Moving forward, we will leverage fusion sensing technology to evolve ADS and gradually build up to several key goals. We will enable autonomous driving on highways; safe, stable driving on urban and suburban roads; and versatile driving across different terrains in rural and mountainous areas. We will also provide auto valet parking with features like zero scratches and zero software crashes. Through proactive safety, we will deliver enhanced, all-directional collision avoidance. These are our future goals for key driving scenarios. Our ultimate goal is to enable unmanned driving, and we will keep working hard to make it a reality.
VI. Jointly building ecosystems and creating a unified developer platform for shared success
Ecosystem development has always been a key component of our overall strategy. We have and will continue to build up ecosystems together with our partners, and will keep expanding our unified developer platform to promote shared success. From 2017 to 2019, we began our work on multiple ecosystems, like those for Huawei Cloud, Ascend, Kunpeng, and HarmonyOS.
In 2024 and over the next five years, Huawei will invest even more into ecosystem development in an effort to guide and drive broader development in the computing and device industries. Our goal is to offer the world a second option for computing, and a third option for mobile OS.

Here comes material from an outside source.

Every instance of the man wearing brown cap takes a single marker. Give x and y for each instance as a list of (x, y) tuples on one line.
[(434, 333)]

VII. Advocating and practicing AI for good: Contributing to human, societal, and environmental well-being
AI has an unlimited set of applications, but they all come down to serving people. At Huawei, we advocate and practice AI for good.

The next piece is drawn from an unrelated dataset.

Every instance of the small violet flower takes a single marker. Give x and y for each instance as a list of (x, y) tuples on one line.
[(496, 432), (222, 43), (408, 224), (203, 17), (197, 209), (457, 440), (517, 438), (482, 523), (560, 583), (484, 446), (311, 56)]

We believe that AI should serve people by improving efficiency and quality of life. AI can enable the digital transformation of industries, reshaping production and paving the way towards an intelligent world. We aim to develop AI systems that are accessible to every person, home, and organization.
AI should be used for good – to create greater value for society. During the design, development, and use of AI technologies, it's crucial to carefully evaluate their potential and long-term impact on society, and take necessary measures to prevent harmful application.

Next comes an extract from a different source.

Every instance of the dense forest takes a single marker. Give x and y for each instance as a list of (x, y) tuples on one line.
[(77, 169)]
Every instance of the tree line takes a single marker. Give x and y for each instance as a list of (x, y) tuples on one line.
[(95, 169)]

AI should be used to protect the natural environment and promote sustainable development. It's important to actively leverage AI to study and address issues of global concern, such as the United Nations' Sustainable Development Goals.
The age of All Intelligence is here. It is unlocking new opportunities and new challenges for everyone and every enterprise. So let's work together to pave the way for All Intelligence, providing every person with an intelligent personal assistant, helping every company become an intelligent enterprise, and powering every vehicle with autonomous driving.
Thank you!
[1] Subject to the terms and conditions of individual contracts.